By the fourth quarter of 2006, results still looked quite strong but there were some indications that maybe the easy money was drying up.

Health plans began to report less favorable claim development from prior periods (an indication of whether pricing was more favorable than actual costs in prior quarters) as well as benefits ratios that looked to be flat or were even increasing slightly.

However, results were mixed and not at all clear at year-end.

When the pricing cycle (and the actual trend levels) hit a plateau, one would expect mixed results at first. Different companies price in different ways and, for any number of operational and internal reasons, tend to see the same things months apart. Mixed results at this point in the pricing cycle could be compared to the results sort of bouncing off the bottom as we finally hit the low point in trend.

So, by the end of 2006 there was some reason to believe the fall in trend was coming to an end and with it the windfall profits. But there was no certainty in the data.

Predicting the health insurance pricing cycle is a lot like economists telling us just when we entered a recession. Current data only leads to suspicions. Economists are only able to tell us when we actually entered the recession—or came out of one—many quarters later when the data is finally clear.

That takes us to the first quarter 2007 results.

The results were still mixed. While there appeared to be consistency among most players, there also continued to be some major outliers.

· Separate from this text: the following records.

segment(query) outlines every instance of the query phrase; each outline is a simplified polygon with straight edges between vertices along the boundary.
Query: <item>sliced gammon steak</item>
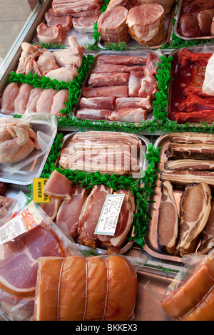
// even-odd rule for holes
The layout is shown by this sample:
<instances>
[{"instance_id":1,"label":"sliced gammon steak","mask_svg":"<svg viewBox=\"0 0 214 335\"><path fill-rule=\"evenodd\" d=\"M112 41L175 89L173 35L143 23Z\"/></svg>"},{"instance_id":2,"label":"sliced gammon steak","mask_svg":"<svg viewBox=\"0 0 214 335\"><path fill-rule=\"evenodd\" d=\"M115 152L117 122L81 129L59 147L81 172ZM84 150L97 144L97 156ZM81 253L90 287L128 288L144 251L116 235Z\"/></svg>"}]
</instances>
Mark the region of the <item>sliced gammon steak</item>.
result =
<instances>
[{"instance_id":1,"label":"sliced gammon steak","mask_svg":"<svg viewBox=\"0 0 214 335\"><path fill-rule=\"evenodd\" d=\"M98 30L105 42L126 42L130 40L126 18L128 10L118 6L110 9L101 14L98 19Z\"/></svg>"},{"instance_id":2,"label":"sliced gammon steak","mask_svg":"<svg viewBox=\"0 0 214 335\"><path fill-rule=\"evenodd\" d=\"M93 33L94 24L97 22L98 16L73 18L73 26L80 34Z\"/></svg>"}]
</instances>

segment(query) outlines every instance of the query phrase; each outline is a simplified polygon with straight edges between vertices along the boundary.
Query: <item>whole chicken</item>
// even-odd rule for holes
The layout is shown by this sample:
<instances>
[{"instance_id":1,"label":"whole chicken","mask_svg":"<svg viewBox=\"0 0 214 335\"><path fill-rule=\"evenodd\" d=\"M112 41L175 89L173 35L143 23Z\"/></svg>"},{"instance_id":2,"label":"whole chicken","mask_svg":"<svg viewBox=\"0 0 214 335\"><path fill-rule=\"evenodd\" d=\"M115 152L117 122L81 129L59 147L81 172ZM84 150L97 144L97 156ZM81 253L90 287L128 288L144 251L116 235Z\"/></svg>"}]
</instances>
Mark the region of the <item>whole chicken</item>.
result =
<instances>
[{"instance_id":1,"label":"whole chicken","mask_svg":"<svg viewBox=\"0 0 214 335\"><path fill-rule=\"evenodd\" d=\"M29 123L14 118L0 120L0 163L11 163L40 149L37 137Z\"/></svg>"}]
</instances>

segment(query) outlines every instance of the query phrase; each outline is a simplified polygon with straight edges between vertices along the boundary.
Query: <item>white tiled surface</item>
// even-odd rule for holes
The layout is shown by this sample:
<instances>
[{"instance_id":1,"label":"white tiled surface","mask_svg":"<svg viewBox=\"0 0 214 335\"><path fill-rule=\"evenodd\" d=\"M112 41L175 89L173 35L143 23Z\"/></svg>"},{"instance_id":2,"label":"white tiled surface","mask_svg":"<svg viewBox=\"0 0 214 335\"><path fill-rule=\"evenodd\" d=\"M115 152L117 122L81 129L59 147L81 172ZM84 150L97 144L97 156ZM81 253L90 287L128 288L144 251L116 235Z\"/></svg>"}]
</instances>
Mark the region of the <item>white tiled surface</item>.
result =
<instances>
[{"instance_id":1,"label":"white tiled surface","mask_svg":"<svg viewBox=\"0 0 214 335\"><path fill-rule=\"evenodd\" d=\"M31 13L34 1L0 0L0 64Z\"/></svg>"}]
</instances>

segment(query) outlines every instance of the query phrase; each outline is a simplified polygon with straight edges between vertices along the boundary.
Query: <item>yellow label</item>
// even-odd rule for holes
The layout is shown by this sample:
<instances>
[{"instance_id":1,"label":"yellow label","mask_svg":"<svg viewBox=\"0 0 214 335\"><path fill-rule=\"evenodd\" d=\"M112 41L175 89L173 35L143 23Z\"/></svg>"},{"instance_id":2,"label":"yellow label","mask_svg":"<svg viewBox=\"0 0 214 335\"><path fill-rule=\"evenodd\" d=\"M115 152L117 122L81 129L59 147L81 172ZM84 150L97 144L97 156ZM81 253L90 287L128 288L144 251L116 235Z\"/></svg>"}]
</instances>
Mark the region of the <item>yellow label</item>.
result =
<instances>
[{"instance_id":1,"label":"yellow label","mask_svg":"<svg viewBox=\"0 0 214 335\"><path fill-rule=\"evenodd\" d=\"M44 187L47 182L46 178L34 178L33 180L33 200L38 204L50 202L50 198L44 192Z\"/></svg>"}]
</instances>

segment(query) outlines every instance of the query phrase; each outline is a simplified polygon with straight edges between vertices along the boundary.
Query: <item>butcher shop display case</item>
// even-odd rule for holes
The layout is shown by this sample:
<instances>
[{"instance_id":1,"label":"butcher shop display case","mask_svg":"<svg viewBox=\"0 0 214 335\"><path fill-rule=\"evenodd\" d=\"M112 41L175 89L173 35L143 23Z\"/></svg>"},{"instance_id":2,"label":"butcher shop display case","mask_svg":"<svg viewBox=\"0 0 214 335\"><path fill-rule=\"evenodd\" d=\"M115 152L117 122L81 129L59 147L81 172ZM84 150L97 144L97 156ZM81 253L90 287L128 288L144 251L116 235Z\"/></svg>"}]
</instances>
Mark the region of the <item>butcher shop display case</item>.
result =
<instances>
[{"instance_id":1,"label":"butcher shop display case","mask_svg":"<svg viewBox=\"0 0 214 335\"><path fill-rule=\"evenodd\" d=\"M214 320L213 2L24 1L0 65L1 321Z\"/></svg>"}]
</instances>

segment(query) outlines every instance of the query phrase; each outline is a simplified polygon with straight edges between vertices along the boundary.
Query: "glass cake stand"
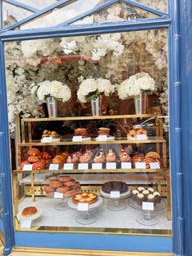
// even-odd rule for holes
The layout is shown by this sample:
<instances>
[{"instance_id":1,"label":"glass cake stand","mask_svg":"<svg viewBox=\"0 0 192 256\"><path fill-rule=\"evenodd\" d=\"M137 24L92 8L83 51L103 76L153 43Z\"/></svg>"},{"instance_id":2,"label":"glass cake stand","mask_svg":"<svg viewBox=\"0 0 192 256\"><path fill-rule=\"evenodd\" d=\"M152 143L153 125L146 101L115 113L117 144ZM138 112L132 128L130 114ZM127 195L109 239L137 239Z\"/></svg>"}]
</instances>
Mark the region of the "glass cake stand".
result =
<instances>
[{"instance_id":1,"label":"glass cake stand","mask_svg":"<svg viewBox=\"0 0 192 256\"><path fill-rule=\"evenodd\" d=\"M120 198L111 198L109 193L100 190L101 196L105 198L107 202L107 208L110 210L120 211L123 210L127 206L127 198L130 196L130 190L127 192L121 193Z\"/></svg>"},{"instance_id":2,"label":"glass cake stand","mask_svg":"<svg viewBox=\"0 0 192 256\"><path fill-rule=\"evenodd\" d=\"M98 197L98 201L92 205L88 205L87 211L78 210L78 205L73 204L72 198L68 201L69 208L77 211L77 216L76 221L79 224L89 225L95 223L98 220L98 217L93 213L96 210L99 209L103 205L103 199L101 196Z\"/></svg>"}]
</instances>

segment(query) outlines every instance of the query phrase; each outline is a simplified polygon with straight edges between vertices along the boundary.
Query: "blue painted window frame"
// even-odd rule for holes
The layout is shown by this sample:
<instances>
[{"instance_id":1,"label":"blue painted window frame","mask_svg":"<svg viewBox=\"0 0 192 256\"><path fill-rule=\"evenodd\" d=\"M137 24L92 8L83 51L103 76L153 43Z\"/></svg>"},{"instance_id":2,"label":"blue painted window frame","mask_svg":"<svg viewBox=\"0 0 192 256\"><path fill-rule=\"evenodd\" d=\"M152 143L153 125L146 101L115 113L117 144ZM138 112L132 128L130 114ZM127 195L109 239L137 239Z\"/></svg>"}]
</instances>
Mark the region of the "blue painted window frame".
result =
<instances>
[{"instance_id":1,"label":"blue painted window frame","mask_svg":"<svg viewBox=\"0 0 192 256\"><path fill-rule=\"evenodd\" d=\"M7 2L12 2L18 6L18 2L15 0L6 0ZM57 6L65 4L70 1L59 0ZM111 2L116 2L111 0ZM136 4L134 1L124 0L126 2ZM84 25L68 25L68 23L63 23L57 27L45 28L39 29L27 30L11 30L14 25L9 28L2 29L2 2L0 2L0 169L2 170L2 207L3 207L3 227L6 241L4 254L8 255L14 245L20 246L41 246L74 248L72 241L75 240L81 242L82 246L84 238L89 241L89 248L85 245L77 249L116 249L116 250L137 250L137 251L156 251L156 252L171 252L172 250L182 255L184 252L184 213L183 213L183 174L181 169L181 156L180 148L181 148L181 36L180 36L180 0L169 0L168 14L160 13L159 17L149 20L136 20L123 22L112 22L97 24ZM33 18L42 13L48 12L51 8L45 8L44 11L39 11L19 3L20 6L33 12ZM137 7L144 10L151 11L150 7L137 4ZM97 11L93 10L93 12ZM154 9L153 9L154 11ZM157 11L156 14L157 14ZM85 16L88 14L85 14ZM33 19L26 18L24 22ZM80 17L78 17L80 18ZM82 18L82 17L81 17ZM30 20L31 19L31 20ZM76 19L75 19L76 20ZM19 23L19 25L22 21ZM7 88L5 74L5 56L4 42L19 40L42 39L48 38L70 37L80 35L92 35L97 33L129 32L143 29L168 29L168 46L169 46L169 104L170 104L170 155L172 168L172 189L176 193L172 193L172 240L166 237L151 237L151 236L94 236L94 235L72 235L72 234L34 234L14 232L13 226L13 209L12 209L12 194L11 194L11 168L10 164L10 143L8 130L8 113L7 104ZM176 106L177 104L177 106ZM24 237L25 240L24 241ZM94 241L93 242L93 237ZM64 241L63 241L64 238ZM97 240L95 240L95 238ZM33 241L32 243L31 241ZM43 242L47 241L49 242ZM97 245L95 245L95 241ZM100 244L101 242L101 244ZM101 245L103 245L101 246ZM139 248L136 247L139 245Z\"/></svg>"}]
</instances>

First quarter 2007 commercial health insurance results:
  • United Health estimated that its full year 2007 commercial medical cost ratio would be 80 basis points higher for 2007 than it was in all of 2006 and talked about a “sustained increase in utilization” of about 30 basis points.
  • United estimated a 7.5% commercial trend for 2007—plus or minus 50 basis points.
  • Wellpoint reported that its benefit ratio declined slightly but notably reported that prior period development was negative indicating pricing might have actually been slightly inadequate.
  • Wellpoint projected a 2007 medical pricing trend of 8%.
  • Aetna reported its commercial medical expense ratio edged up very slightly to 79.6%, from 79.4% in the same quarter a year earlier.
  • But Coventry reported that its medical cost ratio improved 50 basis points over the same period a year ago and reported that its premium increased 5.6% in the first quarter while its claim costs increased 4.8%––indicating improving margins.
  • Humana also reported improving commercial results including a medical cost ratio 70 basis points lower than the same quarter a year ago and Humana projected 2007 commercial trend in the 4.5% to 5.5% range. Interestingly, while having a much lower trend rate than its big competitors, Humana also reported flat enrollment. With those kinds of commercial pricing trend rates, why isn’t Humana growing?
So, it’s still a mixed bag with the very largest players reporting either flat or accelerating costs and two of the smaller but major players saying costs are still coming in at very low medical cost trend levels.

Different blocks of business will see things at different times making these kinds of differences more the norm than the exception.

Have Humana and Coventry learned how to manage health care costs better than United, Wellpoint, and Aetna? That would be a stretch.

More likely these differences have more to do with timing and benefit changes than anything else.

We won’t know just when, or if, trend hits bottom, when or if it began to rise, and the impact all of this had on earnings results until many quarters after it all actually happened.

But, my sense is that we are now bouncing around that bottom.

Perhaps the best news is that there is no evidence that health care costs are increasing from current trend levels in any measurable way.

That could change if the Democrats cut Medicare provider payments later this year. Cuts in doctor and hospital payments—and even lower Medicare HMO payments to providers because of Medicare Advantage payment cuts—could ignite a new round in provider price increases and resulting higher medical cost trend increases.

Second quarter health plan earnings reports will tell us more.